Что же говорить о Вороне, сидевшем рядом с нею и державшем ее тонкую руку в своих ладонях. Чуть наклонившись вперед, он жадно смотрел в ее лицо горящим взором. Оба молчали, глядя друг на друга, и по этому молчанию и напряжению я понял, что мой наставник действительно любил эту женщину и не мог представить себе жизни без нее.

Мста вдруг вздохнула и тихо заговорила.

— Умру я, — произнесла она печальным грудным голосом, от которого во мне все перевернулось. — Скоро уже…

— Не говори так! Не надо, — пылко оборвал ее Ворон. Поднеся ее безвольные руки к своим губам, он жадно целовал ее тонкие пальцы, не сводя с бледного лица горящих глаз.

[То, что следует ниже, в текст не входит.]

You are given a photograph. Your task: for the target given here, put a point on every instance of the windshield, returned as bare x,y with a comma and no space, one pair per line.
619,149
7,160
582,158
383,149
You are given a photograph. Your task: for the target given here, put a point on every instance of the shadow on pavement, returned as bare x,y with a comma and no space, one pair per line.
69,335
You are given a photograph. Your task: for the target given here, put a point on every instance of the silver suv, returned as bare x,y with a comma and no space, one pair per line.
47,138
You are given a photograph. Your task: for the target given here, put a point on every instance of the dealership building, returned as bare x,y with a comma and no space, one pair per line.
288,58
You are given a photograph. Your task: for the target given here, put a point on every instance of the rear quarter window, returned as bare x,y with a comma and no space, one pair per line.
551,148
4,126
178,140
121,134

— Устала я… Отмучиться бы скорее!

— За что боги так жестоки! — воскликнул Ворон. — Почему?.. Ведь ты ведунья, Мста! Поведай, за что нам эта кара!

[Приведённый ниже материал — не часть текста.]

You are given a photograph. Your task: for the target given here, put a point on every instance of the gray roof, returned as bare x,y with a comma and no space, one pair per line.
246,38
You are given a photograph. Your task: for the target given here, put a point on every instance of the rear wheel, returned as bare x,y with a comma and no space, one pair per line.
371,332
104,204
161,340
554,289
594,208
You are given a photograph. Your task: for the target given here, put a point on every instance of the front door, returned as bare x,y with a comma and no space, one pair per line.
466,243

Впервые в его всегда спокойном голосе прорвались слезы.

— Ведунья я, — прошептала женщина. — Тайные знания мне ведомы, людям о таких и не снилось… В обмен на них обещалась я хранить себя, не дарить сердца мужчине, не носить под сердцем дитя любви… А увидела тебя — и обо всем забыла… Не должна я была становиться твоею. Это расплата!

— Расплата, — глухо, спрятав лицо в ладонях жены, повторил Ворон.

— Умру — исполнишь, в чем клялся?

Мне показалось, что плечи Ворона вздрогнули. Он застыл, словно окаменел, потом медленно склонился ниже, словно от непосильного груза.

— Да, — еле разобрал я.

Мста откинулась назад, глубоко вздохнула, прикрывая глаза длинными ресницами. Я очарованно смотрел на ее прекрасное лицо, которое совсем скоро овеет холодом смерть, и мне показалось, что на нем промелькнула тень скрытого торжества. Умирающая радовалась. Но чему? Безраздельной любви мужа или чему-то еще?.. Мне вдруг пришли на ум слова самого Ворона: «Возможно, она одна из богинь, изгнанная на землю, чтобы научиться добру…» А что, если это правда?

Я не успел шевельнуть и пальцем — внезапно Мста открыла глаза, и я понял, что она учуяла меня. Огонь, полыхнувший в ее глазах при этом, заставил меня отпрянуть, задергивая полог, — столько в нем было страха и гнева.

Через некоторое время из-за полога вышел Ворон. Он осунулся, глаза утратили блеск. Передо мной стоял молодой старик. Он сжал мои плечи, словно ища во мне опору.

— Она умирает, Олав, — произнес он дрогнувшим голосом. — Как страшно!

Мне еле удалось увести его туда, где женщины уже приготовили нам умыться с дороги и поесть.

— Я люблю ее, — говорил он мне некоторое время спустя, когда мы уже сидели за столом вымытые, в чистой сряде и потягивали пиво после вечери.

Хозяин дома почти не притронулся к трапезе, ел только я, в котором никакое горе пока еще не могло победить голода и жажды. Мой наставник смотрел на меня с грустной отеческой улыбкой.